Novel GLP-1/GCG receptor agonist shows promise against noncirrhotic MASH with fibrosis

Dual glucagon-like peptide-1 (GLP-1) and glucagon (GCG) receptor agonism with cotadutide has shown a signal of benefit in the treatment of noncirrhotic metabolic dysfunction-associated steatohepatitis (MASH) with fibrosis, according to the phase II PROXYMO trial.

A total of 74 patients with biopsy-proven noncirrhotic MASH with fibrosis were randomly assigned to receive treatment with placebo (n=24) or cotadutide at 300 μg (n=25) or 600 μg (n=25) for 19 weeks.

The primary objective was to evaluate the safety and tolerability of the study drug through the 4-week follow-up period. Secondary objectives included assessment of effect of treatment on hepatic fat fraction (HFF; assessed using MRI-derived proton density fat fraction), markers of hepatic injury, and metabolic parameters. Analyses were conducted in intent-to-treat and modified intent-to-treat populations.

Compared with placebo, cotadutide 600 μg yielded significant improvements in markers of liver health at 19 weeks. The least squares mean difference was –5.0 percent for absolute HFF, –23.5 U/L for alanine aminotransferase, and –16.8 U/L for aspartate aminotransferase.

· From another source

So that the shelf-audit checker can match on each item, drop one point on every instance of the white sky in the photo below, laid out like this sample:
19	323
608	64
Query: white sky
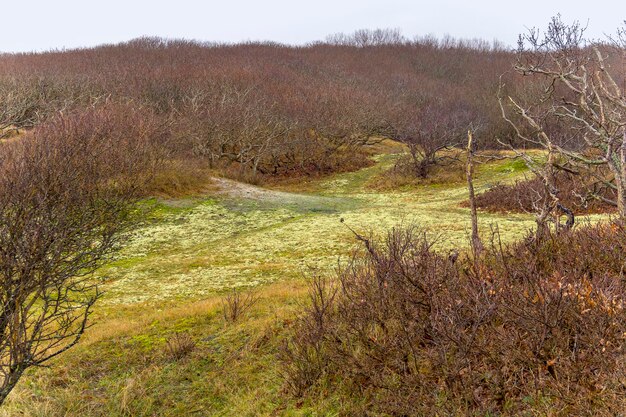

The frequency of any-grade treatment-emergent adverse events (TEAEs) was 91.7 percent with cotadutide 600 μg, 76.9 percent with cotadutide 300 μg, and 37.5 percent with placebo. Most TEAEs were gastrointestinal, mild to moderate in severity, and largely consistent with other incretins at this stage of development.

TEAEs led to treatment discontinuation in 16.7 percent of patients on cotadutide 600 μg, 7.7 percent of those on cotadutide 300 μg, and 4.2 percent of those on placebo.

Overall, the findings support further evaluation of this novel drug in MASH.